The food in London today is not the food one remembers from even a few years ago. It is bold, vibrant, international and worthy of the excitement it has generated among locals and foreigners alike. Fergus himself is known for bringing the best of British food to the table, but he is the first to say that his influences are French and Italian. I say he has taken the best of all three and married them to delicious effect. This cake is a perfect example.
It’s a rustic cake that would be equally at home in Normandy, a Parisian apartment, a house in the Cotswolds, as it is in one of the best restaurants in London. When I wrote The London Cookbook, I was looking for recipes just like this one – recipes that are generous, relatively simple, seasonal, confident… but which have that little something that elevates them from good to great. When you smell the Calvados and apples baking in the batter, you’ll know what I mean.
A few notes: The apples are meant to be roughly chopped, but if you are a perfectionist or serving this at a formal dinner, dice them into neat half-inch cubes. If you are allergic to nuts, simply omit them. Recently, supersized apples have started to appear in supermarkets in the United States. One supersized apple is roughly the equivalent of two good old grannies. Granny Smiths, being the best option, unless you have access to the wonderful Bramleys, grown in the U.K. If choosing a sweeter apple, you may want to reduce the sugar by a few tablespoons. And if splurging on a bottle of Calvados isn’t an option at the moment, Clear Creek, an Oregon distillery, makes a delicious apple brandy that is aged in French oak casks for eight years. Just remember, this is a big, generous cake. It will keep a day or two if you put it under lock and key.
Happy baking!
Apple Calvados Cake
- 3 1/4 cups (455g) flour
- 2 teaspoons ground cinnamon
- 1/8 teaspoon ground cloves
- 1 teaspoon baking soda
- generous pinch of salt
- 1 1/2 to 2 cups (300g-400g) sugar, (see headnote)

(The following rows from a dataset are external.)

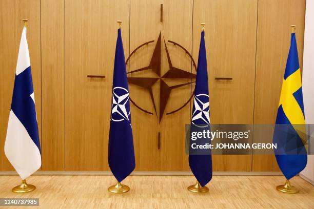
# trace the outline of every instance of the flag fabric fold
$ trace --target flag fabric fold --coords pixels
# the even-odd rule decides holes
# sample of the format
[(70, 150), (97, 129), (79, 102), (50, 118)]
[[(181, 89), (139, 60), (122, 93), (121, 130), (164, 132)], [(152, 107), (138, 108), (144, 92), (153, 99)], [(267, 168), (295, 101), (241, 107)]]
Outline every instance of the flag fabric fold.
[(41, 166), (35, 97), (24, 27), (19, 45), (5, 153), (22, 179)]
[(302, 80), (296, 33), (291, 44), (281, 89), (274, 131), (277, 163), (287, 180), (302, 171), (307, 162), (304, 147), (305, 126)]
[[(209, 95), (205, 43), (205, 32), (202, 32), (199, 52), (191, 123), (209, 126)], [(211, 155), (189, 155), (189, 164), (200, 184), (204, 186), (211, 180), (212, 167)]]
[(108, 162), (112, 174), (121, 182), (134, 170), (135, 166), (129, 88), (121, 29), (118, 29), (115, 48)]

- 3 large eggs, at room temperature
- 1 1/2 cups vegetable oil, such as peanut, canola, or sunflower
- 1/4 cup (60ml) Calvados
- 1 cup (140g) walnuts or pecans, toasted and coarsely chopped
- 3 baking apples (about 1 1/2 pounds, 700g), peeled, cored, and diced
- Preheat the oven to 350ºF (180ºC.) Generously butter a 9-inch (23cm) springform pan, or 10-inch (25cm) round cake pan.

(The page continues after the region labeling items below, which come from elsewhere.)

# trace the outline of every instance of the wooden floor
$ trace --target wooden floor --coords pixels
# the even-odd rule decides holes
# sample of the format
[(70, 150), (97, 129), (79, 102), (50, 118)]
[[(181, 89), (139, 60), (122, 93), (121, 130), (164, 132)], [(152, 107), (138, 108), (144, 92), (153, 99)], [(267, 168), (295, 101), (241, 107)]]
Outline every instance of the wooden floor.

- In a medium bowl, whisk together the flour, cinnamon, cloves, baking soda, and salt. Set aside.
- In a large bowl, whisk together the sugar and the eggs. In a slow, steady stream - as if you were making mayonnaise - whisk in the oil, stirring constantly as you pour, to keep it emulsified. Whisk in the Calvados.
- Using a spatula, mix in the dry ingredients, then fold in the diced apples and nuts. Scrape the batter into the prepared cake pan and bake for 90 minutes. Because the cake is so dense, it may feel done on top (and a toothpick inserted into the center may come out clean), but it will likely need to full baking time for the cake to be cooked through.